13 Shane's Terrace is a single-storey terrace house with attic, built of coursed hammer-dressed basalt rubble with red brick dressings. It dates to around the 1860s, built by the O'Neill family as part of a terrace of workers' cottages for the Shane's Castle estate. The house first appears on the Ordnance Survey map of 1903, with the site shown as empty on the 1858 map.

The roof is covered in Bangor blue slates in regular courses with dark-toned ridge tiles. There is one small original flush rooflight to the left and an original gabled dormer to the right. The dormer roof is slated to match, with timber barge boards of fretted pattern and slated cheeks. The front of the dormer contains a rectangular timber fixed light with a side-hung casement in plate glass, set in a timber frame with horizontal boarding to the gable above. A ridge chimney with red brick and projecting brick cornice sits at the right-hand extremity, common with the adjoining house, and has four pots. The eaves course is of projecting red brick. Cast iron guttering runs around, though no downpipes are present.

The main front elevation faces south-west. It contains one window to the right of the doorway, both set in red brick block surrounds with flat arches to the head. The window is a rectangular timber sliding sash, vertically hung, 1 over 1 with horns and exposed sash box, with a projecting unpainted sandstone cill. The doorway contains a modern rectangular timber 2-panel glazed door painted white with translucent glazing, set below a similarly glazed rectangular fanlight in a timber surround, with modern aluminium fittings.

The house has lost some of its original features. Historic photographs and a 1970 survey record that the windows originally had diagonal pattern quarry glazing and lattice paned sashes to both the front windows and fanlight, though these have since been replaced with plate glass.

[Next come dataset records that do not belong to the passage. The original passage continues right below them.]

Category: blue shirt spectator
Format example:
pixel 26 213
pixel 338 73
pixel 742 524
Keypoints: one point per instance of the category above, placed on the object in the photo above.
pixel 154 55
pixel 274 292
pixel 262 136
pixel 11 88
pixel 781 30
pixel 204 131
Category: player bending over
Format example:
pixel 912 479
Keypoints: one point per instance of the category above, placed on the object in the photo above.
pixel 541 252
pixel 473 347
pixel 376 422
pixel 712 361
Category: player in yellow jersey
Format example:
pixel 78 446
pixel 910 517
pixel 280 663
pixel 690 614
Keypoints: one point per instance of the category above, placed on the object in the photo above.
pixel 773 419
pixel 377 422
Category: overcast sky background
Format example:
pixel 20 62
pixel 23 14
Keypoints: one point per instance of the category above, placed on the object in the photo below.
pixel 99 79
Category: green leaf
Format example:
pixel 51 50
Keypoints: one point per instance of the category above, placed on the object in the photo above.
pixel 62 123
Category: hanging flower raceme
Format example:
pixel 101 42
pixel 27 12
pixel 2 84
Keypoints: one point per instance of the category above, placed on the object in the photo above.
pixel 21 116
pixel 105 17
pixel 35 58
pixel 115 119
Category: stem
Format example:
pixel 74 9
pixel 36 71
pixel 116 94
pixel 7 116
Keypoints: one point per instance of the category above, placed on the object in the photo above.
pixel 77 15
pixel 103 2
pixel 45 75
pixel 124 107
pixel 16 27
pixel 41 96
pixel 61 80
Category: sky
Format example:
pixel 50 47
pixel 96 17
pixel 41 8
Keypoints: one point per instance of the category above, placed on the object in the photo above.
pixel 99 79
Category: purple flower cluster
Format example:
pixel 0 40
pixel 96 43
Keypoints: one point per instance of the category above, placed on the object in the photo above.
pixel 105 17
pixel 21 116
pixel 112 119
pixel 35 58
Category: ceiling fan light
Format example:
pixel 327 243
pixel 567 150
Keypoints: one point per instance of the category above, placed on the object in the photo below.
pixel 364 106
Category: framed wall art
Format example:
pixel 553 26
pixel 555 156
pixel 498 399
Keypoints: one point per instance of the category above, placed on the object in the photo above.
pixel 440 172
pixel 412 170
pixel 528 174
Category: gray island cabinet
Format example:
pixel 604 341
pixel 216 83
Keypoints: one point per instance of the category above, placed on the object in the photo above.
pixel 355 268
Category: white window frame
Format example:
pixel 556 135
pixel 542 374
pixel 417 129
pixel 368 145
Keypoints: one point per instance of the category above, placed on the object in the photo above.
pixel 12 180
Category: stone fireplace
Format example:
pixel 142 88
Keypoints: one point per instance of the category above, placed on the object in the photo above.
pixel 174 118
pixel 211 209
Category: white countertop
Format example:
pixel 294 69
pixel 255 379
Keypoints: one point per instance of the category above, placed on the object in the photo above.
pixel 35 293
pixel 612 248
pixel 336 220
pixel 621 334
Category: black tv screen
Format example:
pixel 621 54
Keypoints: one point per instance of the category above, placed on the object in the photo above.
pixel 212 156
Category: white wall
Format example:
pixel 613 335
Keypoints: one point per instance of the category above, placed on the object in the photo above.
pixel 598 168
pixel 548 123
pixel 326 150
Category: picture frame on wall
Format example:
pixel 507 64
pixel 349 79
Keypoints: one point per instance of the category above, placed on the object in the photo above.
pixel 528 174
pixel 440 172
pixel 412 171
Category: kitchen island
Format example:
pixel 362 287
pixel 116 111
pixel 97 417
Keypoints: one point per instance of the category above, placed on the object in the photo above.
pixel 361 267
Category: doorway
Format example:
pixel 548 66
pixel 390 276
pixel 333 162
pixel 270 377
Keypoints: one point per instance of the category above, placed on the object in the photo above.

The rear elevation comprises a single-storey rear wall to the right with a lower projecting rear return to the left, with the main roof swept down over it. The rear wall and return walls are of roughly coursed basalt rubble with later, crudely executed repointing in places. Brickwork block dressings frame windows and doors, though the window in the return has been widened with basalt and brick used to the left-hand jamb. Cast iron gutters and downpipe serve the rear wall; the return has PVC soil and waste pipes. The rear window is a rectangular timber sliding sash, 1 over 1 with horns and exposed sash boxes, with painted cement rendered reveals and projecting painted sandstone cill. The doorway in the side of the return contains a modern rectangular flush timber door with translucent glazed panel. The window in the return is a modern rectangular timber fixed light with casement and thin projecting concrete cill with cement rendered reveals. A recessed concrete area lies between the rear wall and return. A television aerial is attached to the side wall of the return.

The house stands within a terrace of 14 houses facing the main road but set back with front gardens. The houses alternate in pairs with handed plans. The front garden is grassed with a concrete path to the front pedestrian gateway, which consists of a small modern iron gate set in square wooden posts. The garden is bounded by hedges. A gravelled communal driveway runs across the rear. Beyond the rear driveway is a line of basalt rubble outhouses and garages, some with rendered side walls. The detached garage for this house has Bangor blue slates, modern flush timber doors, timber fascia, modern metal flue pipe, and PVC rainwater goods.

Despite the loss of original glazing and some interior features, the house retains its distinctly proportioned mid-Victorian character and, together with the rest of the terrace, forms a group of definite character. It stands within the Randalstown Conservation Area.